Apple, which does not have its own search engine, allegedly struck a multiyear contract with Google to make Google the default search engine on all iPhones and other Apple products, according to Justice Department investigators. It meant that Google became the default search engine in Safari, Siri, and Spotlight, Apple’s voice assistant.
The agreement also secures Google’s place within Apple’s ecosystem. For instance, Apple’s Safari browser also uses the Google search engine by default as opposed to something built by Apple – something a corporation of Apple’s scale could build very quickly.
Google and Apple Duology
Google even shares a portion of its search engine income (mainly produced through adverts) with Apple, according to the complaint filed in California, in exchange for default search engine treatment on Apple devices such as the iPhone and iPad.
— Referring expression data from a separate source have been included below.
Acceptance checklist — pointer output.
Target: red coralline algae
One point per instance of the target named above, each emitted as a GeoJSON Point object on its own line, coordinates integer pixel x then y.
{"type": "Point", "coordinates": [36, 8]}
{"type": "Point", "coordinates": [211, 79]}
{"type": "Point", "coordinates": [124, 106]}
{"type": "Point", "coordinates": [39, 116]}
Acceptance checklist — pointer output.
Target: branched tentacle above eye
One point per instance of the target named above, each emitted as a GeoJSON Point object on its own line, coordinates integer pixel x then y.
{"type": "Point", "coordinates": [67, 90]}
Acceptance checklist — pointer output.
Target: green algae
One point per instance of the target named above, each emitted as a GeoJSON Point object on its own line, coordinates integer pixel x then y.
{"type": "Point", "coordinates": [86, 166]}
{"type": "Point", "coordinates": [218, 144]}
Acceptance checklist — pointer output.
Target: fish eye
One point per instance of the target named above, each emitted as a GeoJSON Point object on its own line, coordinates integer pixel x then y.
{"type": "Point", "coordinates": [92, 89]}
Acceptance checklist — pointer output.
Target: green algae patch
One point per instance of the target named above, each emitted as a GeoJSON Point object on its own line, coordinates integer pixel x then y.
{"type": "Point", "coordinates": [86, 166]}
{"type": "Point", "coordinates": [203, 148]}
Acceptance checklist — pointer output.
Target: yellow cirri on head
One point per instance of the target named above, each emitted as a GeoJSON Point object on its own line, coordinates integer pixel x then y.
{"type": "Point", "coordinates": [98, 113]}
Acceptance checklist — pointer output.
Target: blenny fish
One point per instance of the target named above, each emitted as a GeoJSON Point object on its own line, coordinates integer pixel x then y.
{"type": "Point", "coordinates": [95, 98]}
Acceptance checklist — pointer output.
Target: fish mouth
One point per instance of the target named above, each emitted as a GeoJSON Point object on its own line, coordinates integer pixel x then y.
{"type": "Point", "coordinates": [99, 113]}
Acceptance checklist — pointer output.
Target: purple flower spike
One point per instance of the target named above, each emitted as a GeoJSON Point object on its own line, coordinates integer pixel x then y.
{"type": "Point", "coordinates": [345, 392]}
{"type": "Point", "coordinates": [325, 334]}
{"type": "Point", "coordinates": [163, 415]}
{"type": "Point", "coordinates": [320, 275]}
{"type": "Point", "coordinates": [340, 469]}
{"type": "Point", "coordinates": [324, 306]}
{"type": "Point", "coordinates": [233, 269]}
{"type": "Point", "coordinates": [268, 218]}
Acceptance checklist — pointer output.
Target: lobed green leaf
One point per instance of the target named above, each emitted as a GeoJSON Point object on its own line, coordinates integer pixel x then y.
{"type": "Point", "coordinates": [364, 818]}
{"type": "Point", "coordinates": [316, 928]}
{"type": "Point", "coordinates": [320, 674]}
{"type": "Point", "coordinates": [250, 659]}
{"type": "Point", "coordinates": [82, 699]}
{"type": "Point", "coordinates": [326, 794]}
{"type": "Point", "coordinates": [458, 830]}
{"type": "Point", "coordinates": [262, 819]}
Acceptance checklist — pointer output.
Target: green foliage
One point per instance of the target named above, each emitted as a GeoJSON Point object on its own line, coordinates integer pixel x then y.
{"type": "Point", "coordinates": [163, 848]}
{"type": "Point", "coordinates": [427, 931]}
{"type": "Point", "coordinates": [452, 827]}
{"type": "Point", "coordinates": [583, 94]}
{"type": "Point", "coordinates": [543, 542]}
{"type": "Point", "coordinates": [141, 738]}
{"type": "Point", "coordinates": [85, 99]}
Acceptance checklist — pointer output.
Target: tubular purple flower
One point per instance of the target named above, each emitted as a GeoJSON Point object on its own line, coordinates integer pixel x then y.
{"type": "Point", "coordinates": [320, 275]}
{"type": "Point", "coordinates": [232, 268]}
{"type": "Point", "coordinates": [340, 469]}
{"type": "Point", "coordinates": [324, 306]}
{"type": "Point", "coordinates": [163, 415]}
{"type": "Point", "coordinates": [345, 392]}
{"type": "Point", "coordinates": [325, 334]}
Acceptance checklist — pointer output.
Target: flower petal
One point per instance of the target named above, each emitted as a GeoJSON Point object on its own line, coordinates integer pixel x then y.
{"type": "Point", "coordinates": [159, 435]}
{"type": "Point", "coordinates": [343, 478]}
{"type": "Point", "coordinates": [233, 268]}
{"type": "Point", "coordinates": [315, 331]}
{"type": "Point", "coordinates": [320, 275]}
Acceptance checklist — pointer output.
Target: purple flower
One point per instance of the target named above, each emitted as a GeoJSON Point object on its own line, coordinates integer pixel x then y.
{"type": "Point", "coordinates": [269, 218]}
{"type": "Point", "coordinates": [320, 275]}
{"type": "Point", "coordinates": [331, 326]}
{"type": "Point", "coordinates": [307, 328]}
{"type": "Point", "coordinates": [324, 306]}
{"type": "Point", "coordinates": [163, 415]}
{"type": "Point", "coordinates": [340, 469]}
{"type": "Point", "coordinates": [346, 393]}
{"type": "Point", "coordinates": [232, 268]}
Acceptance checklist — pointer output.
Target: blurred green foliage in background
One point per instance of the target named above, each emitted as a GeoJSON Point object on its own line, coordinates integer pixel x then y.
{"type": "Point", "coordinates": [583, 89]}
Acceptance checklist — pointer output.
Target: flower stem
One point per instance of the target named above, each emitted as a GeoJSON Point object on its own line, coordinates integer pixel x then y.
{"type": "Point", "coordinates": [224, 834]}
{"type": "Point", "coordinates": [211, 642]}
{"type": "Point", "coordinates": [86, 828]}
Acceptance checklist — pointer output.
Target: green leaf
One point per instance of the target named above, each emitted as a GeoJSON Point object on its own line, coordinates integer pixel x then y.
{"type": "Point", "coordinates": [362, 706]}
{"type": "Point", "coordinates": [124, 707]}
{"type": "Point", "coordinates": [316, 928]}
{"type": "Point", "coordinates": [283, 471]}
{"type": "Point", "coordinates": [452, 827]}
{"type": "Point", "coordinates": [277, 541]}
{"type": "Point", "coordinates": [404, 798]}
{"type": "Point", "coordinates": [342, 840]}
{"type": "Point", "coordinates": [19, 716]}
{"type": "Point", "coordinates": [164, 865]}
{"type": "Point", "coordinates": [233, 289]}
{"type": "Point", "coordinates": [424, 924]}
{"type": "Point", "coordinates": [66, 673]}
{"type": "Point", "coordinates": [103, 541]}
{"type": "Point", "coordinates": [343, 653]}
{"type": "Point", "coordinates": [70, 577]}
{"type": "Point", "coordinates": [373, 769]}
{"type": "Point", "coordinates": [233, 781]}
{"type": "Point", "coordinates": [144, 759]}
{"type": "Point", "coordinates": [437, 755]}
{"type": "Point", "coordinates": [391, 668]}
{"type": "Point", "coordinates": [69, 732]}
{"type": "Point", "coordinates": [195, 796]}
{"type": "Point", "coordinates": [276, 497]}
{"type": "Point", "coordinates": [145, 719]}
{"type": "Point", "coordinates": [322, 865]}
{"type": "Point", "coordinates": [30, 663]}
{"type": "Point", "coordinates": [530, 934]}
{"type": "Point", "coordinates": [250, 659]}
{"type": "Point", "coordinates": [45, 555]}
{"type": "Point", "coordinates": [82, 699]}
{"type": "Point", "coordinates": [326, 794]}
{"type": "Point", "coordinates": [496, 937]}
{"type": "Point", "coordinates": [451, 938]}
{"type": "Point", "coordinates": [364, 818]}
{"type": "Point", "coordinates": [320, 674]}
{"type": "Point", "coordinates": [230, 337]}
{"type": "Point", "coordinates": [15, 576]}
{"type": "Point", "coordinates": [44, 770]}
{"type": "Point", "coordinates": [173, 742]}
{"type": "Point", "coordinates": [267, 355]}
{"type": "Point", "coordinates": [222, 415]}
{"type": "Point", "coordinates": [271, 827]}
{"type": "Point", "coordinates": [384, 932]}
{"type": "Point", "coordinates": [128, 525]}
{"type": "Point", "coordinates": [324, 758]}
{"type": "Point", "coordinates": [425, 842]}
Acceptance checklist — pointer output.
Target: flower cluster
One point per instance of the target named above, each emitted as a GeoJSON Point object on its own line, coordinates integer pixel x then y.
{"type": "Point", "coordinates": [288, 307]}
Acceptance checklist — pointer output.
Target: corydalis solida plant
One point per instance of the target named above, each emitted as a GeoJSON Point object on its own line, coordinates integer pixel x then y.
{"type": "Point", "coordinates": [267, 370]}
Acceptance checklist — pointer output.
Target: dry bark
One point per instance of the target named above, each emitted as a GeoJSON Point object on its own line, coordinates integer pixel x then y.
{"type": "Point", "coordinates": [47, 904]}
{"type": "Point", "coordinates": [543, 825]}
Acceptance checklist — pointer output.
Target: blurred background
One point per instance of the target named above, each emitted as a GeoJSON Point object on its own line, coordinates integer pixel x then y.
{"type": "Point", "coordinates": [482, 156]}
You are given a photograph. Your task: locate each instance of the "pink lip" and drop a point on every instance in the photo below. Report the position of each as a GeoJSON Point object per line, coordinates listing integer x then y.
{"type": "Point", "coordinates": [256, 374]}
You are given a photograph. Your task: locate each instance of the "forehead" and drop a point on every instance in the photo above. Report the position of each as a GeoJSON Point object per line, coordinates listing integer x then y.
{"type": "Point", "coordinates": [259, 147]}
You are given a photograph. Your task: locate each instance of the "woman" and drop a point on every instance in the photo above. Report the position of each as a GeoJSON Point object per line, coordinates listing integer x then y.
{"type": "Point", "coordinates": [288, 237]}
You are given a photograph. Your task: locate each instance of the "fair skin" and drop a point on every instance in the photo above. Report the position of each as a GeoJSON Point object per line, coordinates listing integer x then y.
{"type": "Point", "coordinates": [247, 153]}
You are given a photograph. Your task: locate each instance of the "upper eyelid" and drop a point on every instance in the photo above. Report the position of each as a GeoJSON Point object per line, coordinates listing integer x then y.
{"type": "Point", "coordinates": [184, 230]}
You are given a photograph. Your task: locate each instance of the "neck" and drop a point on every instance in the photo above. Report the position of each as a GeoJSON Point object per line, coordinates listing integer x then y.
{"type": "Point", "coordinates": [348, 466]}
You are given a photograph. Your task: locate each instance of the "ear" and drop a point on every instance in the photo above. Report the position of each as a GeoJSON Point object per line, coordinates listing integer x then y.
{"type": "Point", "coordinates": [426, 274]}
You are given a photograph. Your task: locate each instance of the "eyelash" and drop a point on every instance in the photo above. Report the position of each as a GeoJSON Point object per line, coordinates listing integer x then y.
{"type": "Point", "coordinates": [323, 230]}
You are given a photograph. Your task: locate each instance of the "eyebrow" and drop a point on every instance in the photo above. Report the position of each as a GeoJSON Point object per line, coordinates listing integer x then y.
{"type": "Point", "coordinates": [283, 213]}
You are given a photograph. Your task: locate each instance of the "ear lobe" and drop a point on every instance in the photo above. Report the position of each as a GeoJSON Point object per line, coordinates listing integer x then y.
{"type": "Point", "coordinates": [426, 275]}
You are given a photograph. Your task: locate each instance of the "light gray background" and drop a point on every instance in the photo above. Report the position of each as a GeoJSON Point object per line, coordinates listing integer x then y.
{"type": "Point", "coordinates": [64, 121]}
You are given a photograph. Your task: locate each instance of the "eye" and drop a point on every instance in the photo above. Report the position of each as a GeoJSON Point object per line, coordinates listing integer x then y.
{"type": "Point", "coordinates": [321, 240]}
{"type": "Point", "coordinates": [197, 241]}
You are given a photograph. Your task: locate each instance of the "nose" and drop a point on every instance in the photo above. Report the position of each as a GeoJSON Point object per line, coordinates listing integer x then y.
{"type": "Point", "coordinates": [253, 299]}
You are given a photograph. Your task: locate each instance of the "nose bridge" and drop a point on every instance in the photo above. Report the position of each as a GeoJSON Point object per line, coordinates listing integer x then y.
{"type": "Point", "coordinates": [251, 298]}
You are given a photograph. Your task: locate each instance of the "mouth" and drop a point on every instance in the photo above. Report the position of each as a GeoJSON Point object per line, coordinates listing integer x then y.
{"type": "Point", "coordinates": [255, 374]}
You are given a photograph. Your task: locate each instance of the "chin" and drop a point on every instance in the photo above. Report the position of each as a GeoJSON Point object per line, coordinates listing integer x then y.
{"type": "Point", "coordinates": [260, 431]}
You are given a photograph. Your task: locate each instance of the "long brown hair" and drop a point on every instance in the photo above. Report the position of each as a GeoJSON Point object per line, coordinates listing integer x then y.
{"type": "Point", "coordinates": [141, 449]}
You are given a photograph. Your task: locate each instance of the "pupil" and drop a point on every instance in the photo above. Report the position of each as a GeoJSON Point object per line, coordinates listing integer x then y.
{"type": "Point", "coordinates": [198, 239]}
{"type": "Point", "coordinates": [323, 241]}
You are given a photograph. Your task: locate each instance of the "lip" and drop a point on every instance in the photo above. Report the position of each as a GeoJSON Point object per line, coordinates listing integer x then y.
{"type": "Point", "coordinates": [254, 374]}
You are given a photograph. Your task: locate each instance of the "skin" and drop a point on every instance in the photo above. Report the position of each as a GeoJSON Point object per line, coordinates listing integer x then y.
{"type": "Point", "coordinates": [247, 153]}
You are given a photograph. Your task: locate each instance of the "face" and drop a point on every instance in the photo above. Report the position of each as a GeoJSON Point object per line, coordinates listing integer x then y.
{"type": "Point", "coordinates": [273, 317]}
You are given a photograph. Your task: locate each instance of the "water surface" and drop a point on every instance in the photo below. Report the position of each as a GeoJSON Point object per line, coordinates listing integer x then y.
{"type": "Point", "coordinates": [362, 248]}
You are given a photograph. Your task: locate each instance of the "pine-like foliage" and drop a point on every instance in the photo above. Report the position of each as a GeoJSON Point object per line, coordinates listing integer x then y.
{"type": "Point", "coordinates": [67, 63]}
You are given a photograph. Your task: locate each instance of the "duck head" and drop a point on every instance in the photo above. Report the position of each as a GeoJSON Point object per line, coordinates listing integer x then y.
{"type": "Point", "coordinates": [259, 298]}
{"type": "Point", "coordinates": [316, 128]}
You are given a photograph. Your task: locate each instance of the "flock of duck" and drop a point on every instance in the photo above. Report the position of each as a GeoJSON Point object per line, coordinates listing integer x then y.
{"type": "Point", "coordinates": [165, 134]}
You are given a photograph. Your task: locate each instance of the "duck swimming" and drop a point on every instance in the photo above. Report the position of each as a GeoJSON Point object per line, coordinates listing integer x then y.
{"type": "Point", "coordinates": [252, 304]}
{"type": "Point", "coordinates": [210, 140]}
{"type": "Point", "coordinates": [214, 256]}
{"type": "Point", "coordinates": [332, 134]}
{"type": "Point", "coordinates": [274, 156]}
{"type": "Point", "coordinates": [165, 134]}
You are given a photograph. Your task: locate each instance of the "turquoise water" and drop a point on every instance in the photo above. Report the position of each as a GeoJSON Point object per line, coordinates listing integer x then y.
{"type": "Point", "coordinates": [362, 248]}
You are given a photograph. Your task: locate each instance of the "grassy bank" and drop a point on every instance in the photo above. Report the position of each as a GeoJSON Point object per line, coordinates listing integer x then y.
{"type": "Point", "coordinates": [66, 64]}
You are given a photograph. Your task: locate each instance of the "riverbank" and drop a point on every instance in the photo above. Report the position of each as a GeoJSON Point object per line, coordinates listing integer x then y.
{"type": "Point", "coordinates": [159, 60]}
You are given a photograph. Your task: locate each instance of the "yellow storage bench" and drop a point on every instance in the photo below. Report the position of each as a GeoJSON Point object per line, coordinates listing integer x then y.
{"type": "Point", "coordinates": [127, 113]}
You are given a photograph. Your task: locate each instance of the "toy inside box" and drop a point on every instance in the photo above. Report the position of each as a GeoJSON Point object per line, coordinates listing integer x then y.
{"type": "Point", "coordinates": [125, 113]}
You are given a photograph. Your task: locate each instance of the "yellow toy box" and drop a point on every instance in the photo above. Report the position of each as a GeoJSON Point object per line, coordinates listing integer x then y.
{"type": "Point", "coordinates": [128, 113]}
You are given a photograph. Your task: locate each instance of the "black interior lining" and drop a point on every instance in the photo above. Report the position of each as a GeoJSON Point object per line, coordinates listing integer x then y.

The idea that both businesses are actively working together to restrict any possible competitors in the search engine market through acquisitions and covert means is the most alarming part of this merger.
The lawsuit seeks to break up Google and Apple into smaller companies in order to prevent the current duopoly nightmare, which opponents believe stifles not only competition but also innovation, and places Big Tech as the sole provider of future services.
If you didn’t know, you can change the default search engine for Apple devices in the settings menu and select among Microsoft’s Bing, Yahoo!, DuckDuckGo, and other options. Many other search engines, such as Startpage, searX, Qwant, MetaGer, and others, actively defend the rights and privacy of its users.